The fighting between Armenia and Azerbaijan over Nagorno-Karabakh continues. After the Secretary General, the UN Security Council is now joining the call for peace. UN Security Council calls for a ceasefire in Nagorno-Karabakh.
UN Security Council calls for a ceasefire in Nagorno-Karabakh
Dead, injured and artillery fire: The UN Security Council has expressed concern about the escalation of the conflict in the Nagorno-Karabakh region in the South Caucasus and has called for an immediate end to the fighting. The council thus joined António Guterres. “The members of the council spoke out in favor of the Secretary-General’s call for an immediate end to the fighting, tensions to be reduced and an immediate return to the negotiating table,” the council wrote in a statement.
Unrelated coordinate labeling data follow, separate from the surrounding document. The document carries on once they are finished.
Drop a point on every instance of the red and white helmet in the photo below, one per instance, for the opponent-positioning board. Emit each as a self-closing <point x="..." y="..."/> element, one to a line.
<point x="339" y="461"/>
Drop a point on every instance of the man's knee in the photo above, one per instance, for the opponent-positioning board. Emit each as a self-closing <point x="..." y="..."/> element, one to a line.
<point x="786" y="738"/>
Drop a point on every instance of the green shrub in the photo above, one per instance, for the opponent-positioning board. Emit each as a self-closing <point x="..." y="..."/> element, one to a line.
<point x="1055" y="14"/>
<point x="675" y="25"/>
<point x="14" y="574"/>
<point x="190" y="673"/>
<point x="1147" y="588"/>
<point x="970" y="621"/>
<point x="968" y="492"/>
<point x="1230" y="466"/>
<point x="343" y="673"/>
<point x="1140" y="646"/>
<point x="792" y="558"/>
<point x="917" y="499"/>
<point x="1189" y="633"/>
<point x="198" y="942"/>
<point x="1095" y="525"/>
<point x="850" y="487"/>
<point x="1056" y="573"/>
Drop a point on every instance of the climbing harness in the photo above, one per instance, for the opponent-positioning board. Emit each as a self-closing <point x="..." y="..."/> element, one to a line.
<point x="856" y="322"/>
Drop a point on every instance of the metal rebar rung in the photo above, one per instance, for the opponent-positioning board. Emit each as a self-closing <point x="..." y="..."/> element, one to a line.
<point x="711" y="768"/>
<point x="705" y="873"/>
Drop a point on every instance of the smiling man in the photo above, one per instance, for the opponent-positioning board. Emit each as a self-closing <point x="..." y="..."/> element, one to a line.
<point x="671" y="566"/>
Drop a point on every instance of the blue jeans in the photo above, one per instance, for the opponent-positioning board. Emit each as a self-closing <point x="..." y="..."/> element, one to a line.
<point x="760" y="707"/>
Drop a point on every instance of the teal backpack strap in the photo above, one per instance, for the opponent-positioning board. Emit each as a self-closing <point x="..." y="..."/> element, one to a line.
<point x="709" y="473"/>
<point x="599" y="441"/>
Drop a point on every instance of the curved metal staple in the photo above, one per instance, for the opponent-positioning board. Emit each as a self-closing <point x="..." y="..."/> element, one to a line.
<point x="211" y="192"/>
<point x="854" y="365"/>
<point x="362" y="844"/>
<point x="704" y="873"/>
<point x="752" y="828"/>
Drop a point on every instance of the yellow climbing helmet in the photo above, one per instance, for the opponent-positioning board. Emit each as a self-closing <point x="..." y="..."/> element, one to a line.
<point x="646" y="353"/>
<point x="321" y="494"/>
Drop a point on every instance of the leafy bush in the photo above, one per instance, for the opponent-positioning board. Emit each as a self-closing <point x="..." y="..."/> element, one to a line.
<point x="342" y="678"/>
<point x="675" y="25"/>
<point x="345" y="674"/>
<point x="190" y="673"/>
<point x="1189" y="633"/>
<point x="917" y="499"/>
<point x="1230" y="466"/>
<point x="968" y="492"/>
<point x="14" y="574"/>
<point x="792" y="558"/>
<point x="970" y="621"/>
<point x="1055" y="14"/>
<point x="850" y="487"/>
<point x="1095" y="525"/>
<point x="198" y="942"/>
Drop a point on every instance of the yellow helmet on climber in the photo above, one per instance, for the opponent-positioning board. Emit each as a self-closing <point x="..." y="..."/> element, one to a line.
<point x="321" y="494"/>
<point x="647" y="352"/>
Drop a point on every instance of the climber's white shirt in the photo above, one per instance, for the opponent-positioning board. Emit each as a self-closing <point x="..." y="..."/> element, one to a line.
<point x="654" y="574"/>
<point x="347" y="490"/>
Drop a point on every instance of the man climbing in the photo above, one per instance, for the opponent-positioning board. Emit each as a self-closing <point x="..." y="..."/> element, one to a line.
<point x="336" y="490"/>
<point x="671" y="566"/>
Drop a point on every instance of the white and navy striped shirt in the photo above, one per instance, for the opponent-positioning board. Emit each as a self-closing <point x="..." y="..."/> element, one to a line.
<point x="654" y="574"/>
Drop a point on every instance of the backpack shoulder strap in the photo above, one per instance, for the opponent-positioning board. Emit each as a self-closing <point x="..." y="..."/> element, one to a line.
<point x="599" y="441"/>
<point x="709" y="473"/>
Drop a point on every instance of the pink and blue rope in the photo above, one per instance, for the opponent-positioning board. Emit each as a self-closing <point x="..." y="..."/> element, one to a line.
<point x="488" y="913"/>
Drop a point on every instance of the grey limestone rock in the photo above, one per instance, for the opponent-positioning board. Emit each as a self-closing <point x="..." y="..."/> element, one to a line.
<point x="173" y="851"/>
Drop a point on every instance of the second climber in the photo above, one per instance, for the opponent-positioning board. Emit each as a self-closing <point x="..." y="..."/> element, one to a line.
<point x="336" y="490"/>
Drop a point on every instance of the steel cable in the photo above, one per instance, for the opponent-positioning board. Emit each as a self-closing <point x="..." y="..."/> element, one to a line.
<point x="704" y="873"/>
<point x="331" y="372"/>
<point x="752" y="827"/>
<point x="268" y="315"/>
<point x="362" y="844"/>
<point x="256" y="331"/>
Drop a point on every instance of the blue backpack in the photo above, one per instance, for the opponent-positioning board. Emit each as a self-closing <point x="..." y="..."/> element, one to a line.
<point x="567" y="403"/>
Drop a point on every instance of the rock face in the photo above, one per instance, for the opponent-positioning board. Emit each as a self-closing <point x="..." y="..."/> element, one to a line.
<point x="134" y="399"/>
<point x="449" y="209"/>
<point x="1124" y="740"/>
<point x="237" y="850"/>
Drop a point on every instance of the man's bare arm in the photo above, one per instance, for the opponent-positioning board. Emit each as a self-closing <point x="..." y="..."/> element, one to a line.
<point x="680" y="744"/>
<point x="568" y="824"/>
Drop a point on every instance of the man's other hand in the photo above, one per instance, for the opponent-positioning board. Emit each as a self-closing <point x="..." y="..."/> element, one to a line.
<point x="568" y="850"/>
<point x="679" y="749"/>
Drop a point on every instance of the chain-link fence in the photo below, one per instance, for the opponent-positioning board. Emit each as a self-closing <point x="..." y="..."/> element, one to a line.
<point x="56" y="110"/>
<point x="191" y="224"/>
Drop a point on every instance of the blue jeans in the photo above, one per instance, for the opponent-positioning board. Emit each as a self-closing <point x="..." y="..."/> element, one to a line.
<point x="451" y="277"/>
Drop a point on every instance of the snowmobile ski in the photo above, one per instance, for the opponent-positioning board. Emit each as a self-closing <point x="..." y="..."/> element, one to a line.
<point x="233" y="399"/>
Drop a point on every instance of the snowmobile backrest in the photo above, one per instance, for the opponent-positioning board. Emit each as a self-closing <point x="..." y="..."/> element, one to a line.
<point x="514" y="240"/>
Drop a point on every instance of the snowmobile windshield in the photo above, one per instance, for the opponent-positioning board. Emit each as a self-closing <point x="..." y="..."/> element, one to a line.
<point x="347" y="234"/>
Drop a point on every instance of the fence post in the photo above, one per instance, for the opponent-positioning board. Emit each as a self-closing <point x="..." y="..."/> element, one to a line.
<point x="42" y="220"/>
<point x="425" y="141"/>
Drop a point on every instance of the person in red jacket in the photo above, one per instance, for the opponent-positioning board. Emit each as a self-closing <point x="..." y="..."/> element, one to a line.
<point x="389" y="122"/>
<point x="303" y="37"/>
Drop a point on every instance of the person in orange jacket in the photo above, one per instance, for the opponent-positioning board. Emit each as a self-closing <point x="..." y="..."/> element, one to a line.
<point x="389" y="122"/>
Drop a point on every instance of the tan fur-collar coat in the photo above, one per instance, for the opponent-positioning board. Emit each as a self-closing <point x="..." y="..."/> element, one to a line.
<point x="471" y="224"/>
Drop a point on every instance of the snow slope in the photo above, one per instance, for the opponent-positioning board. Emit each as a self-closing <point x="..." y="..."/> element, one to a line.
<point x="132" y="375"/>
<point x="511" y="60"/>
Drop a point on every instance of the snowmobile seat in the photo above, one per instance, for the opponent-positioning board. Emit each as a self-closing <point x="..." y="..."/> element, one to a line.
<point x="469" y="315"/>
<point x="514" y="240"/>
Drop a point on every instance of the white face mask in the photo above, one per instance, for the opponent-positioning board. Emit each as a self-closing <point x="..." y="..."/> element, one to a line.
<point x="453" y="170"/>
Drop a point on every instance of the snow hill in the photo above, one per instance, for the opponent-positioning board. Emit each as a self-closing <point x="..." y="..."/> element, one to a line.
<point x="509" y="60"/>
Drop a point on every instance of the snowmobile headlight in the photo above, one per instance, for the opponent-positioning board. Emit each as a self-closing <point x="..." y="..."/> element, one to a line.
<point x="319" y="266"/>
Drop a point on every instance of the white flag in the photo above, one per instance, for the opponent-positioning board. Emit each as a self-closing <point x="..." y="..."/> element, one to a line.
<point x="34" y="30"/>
The 15 members of the committee had previously discussed the subject behind closed doors. The initiative for this came from Germany and France and was supported by Belgium, Great Britain and Estonia. Niger currently holds the monthly rotating presidency of the most powerful UN body.
Previously, UN General Secretary Guterres had already repeatedly called for an immediate end to the fighting in Nagorno-Karabakh – also via video telephone with the Azerbaijani President Ilham Aliyev and the Armenian Prime Minister Nikol Pashinyan. Guterres called for negotiations to be resumed immediately and for OSCE observers to be sent back to the region.
The conflict in Nagorno-Karabakh had escalated after unusually fierce fighting between the warring neighbors Armenia and Azerbaijan. The region controlled by Armenia with an estimated 145,000 inhabitants belongs to the Islamic Azerbaijan according to international law. It is the worst escalation in decades.
There are fears that the conflict over the disputed region between Azerbaijan and Armenia could worsen through interventions by foreign powers such as Turkey. In the South Caucasus, Turkey competes with Russia for greater influence. Moscow has friendly relations with both sides in the Nagorno-Karabakh conflict. It maintains a military base in Armenia, but also supplies weapons to Azerbaijan.